Toda forma de expressão artística me encanta. A música, apesar de atualmente não ouvir muito, me agrada aos ouvidos, confesso que não sou dada a todos os gêneros musicais. Ao ouvir certos artistas fico me perguntando quem definiu que o que cantam é música. Bem que dizem por aí que há gosto para tudo e que gostos não se deve discutir, me parece que caberia discussão sim, mas o lucro por vezes fala mais alto que talento artístico.

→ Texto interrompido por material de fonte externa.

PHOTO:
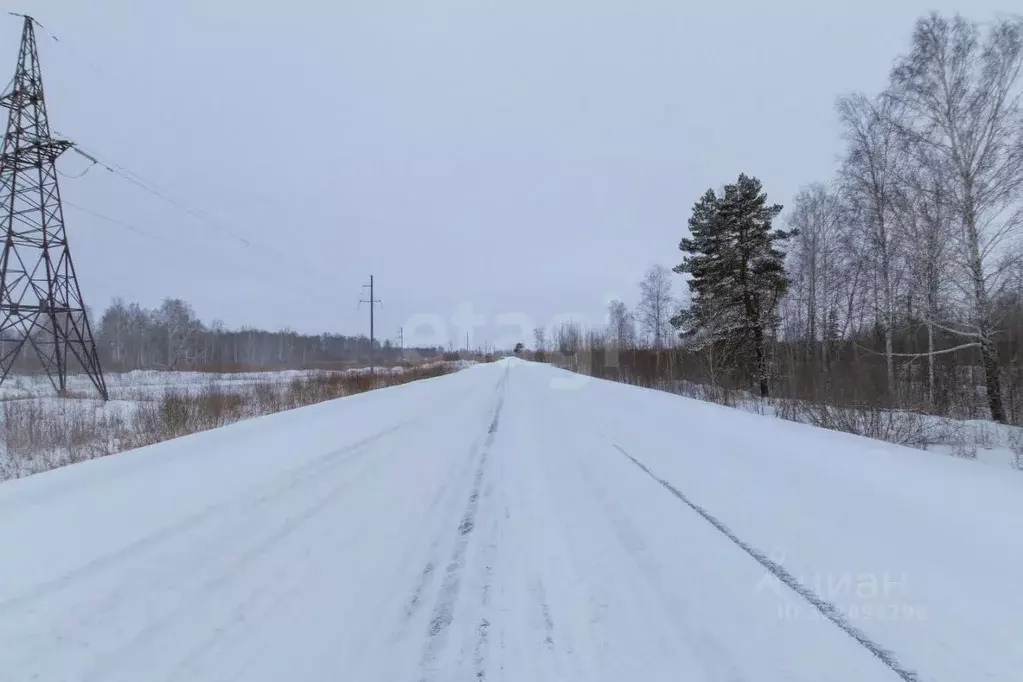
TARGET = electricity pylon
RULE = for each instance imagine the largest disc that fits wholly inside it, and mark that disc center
(40, 301)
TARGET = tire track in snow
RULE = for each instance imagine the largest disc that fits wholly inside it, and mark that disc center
(256, 497)
(826, 608)
(443, 611)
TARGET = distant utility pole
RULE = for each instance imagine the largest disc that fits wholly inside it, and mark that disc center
(41, 304)
(372, 304)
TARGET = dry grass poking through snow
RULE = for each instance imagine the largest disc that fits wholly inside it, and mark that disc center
(41, 434)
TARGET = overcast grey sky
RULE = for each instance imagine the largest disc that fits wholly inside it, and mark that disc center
(517, 156)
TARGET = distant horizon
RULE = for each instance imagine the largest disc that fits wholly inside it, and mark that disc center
(526, 161)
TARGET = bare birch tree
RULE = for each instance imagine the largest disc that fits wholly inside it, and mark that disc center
(655, 309)
(963, 93)
(869, 178)
(621, 325)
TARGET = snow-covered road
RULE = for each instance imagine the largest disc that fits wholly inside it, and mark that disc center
(516, 523)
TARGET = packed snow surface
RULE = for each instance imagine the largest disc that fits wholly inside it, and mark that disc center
(514, 521)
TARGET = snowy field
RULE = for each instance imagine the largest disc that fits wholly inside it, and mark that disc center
(978, 440)
(151, 383)
(40, 430)
(509, 523)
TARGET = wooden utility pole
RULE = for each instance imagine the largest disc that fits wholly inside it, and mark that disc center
(372, 344)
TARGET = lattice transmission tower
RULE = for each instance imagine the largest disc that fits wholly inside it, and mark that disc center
(41, 303)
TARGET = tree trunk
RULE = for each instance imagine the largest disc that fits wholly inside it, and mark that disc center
(930, 361)
(761, 360)
(988, 352)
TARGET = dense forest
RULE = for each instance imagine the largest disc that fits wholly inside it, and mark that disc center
(171, 336)
(898, 282)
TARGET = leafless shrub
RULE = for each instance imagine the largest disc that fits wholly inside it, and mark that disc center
(1015, 442)
(908, 428)
(36, 438)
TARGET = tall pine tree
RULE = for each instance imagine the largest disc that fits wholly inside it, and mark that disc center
(738, 272)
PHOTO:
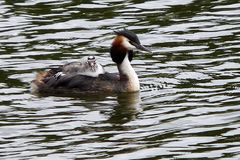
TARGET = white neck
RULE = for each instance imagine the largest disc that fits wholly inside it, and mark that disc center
(125, 69)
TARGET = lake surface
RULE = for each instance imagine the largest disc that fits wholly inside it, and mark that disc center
(189, 104)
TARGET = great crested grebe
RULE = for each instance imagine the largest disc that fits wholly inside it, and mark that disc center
(89, 76)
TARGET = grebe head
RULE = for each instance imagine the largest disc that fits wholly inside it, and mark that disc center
(125, 42)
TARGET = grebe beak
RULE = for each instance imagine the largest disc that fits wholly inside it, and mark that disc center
(141, 47)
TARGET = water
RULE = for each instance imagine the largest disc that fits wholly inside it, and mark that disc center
(189, 103)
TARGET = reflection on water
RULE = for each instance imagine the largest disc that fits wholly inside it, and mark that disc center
(188, 107)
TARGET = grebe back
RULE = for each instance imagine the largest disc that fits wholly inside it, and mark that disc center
(72, 78)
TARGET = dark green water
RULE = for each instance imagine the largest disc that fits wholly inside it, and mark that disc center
(189, 104)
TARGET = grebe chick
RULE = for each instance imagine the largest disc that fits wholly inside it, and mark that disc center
(71, 77)
(85, 66)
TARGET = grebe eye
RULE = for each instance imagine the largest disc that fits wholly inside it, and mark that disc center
(132, 43)
(91, 58)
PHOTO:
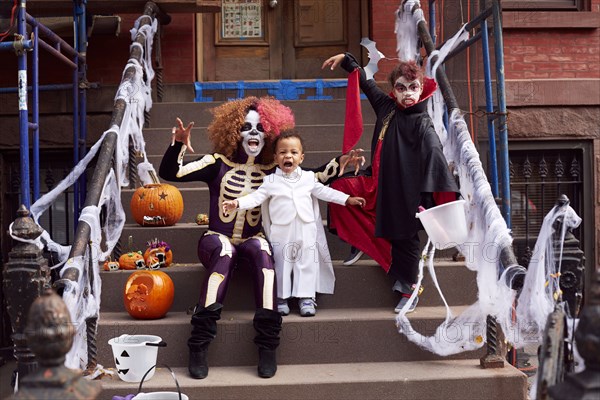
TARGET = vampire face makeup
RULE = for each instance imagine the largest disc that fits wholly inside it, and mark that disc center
(407, 92)
(253, 134)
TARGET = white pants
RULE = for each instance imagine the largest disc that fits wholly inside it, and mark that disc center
(296, 258)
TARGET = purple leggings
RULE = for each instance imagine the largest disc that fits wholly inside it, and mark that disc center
(210, 249)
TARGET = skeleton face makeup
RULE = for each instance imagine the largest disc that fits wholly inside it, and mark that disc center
(407, 92)
(253, 134)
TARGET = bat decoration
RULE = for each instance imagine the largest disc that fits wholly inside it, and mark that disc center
(374, 57)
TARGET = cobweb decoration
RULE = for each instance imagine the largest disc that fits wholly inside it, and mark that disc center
(541, 289)
(136, 92)
(488, 234)
(407, 40)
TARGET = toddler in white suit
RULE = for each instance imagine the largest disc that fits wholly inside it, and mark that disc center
(292, 222)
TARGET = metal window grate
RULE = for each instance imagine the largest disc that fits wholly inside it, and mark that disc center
(537, 178)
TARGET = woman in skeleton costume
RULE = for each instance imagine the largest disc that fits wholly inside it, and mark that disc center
(242, 133)
(408, 169)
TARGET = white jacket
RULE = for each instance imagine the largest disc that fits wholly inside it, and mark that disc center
(291, 192)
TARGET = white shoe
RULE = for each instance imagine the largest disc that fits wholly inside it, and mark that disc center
(353, 257)
(282, 306)
(307, 307)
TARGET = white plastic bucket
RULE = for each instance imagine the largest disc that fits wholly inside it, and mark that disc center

Me lembrei de uma aluna que ao levar para a aula uma música clássica, me falou “essa música tocou minha alma, professora”. Tocar a alma, chegar ao mais íntimo de nós mesmos, nos fazer descobrir sensações e emoções desconhecidas, a música tem essa capacidade de nos tocar profundamente se estivermos atentos e se nos permitirmos sentir, talvez qualquer música faça isso, até as que critico acima.

Estive na apresentação da Orquestra Municipal de Erechim. Enquanto aguardava o início da apresentação me distrai com meus pensamentos dos tempos idos em que cantava no coral da Universidade de Passo Fundo e ganhava desconto na mensalidade cara de uma faculdade de elite. Cantar e ganhar abatimento nas mensalidades da faculdade, que sábia iniciativa de algum ser que apreciava arte. Lembrei dos tempos após a formatura em que cantei no coral da Universidade de Erechim e gravei dois CD’s, não fiquei famosa, mas minha alma ficou feliz, apesar das exigências do maestro, que por vezes beirava a grosseria. Me distrai entre meu passado de música e meu presente de ausências de cantos em corais, mas sempre que posso aprecio.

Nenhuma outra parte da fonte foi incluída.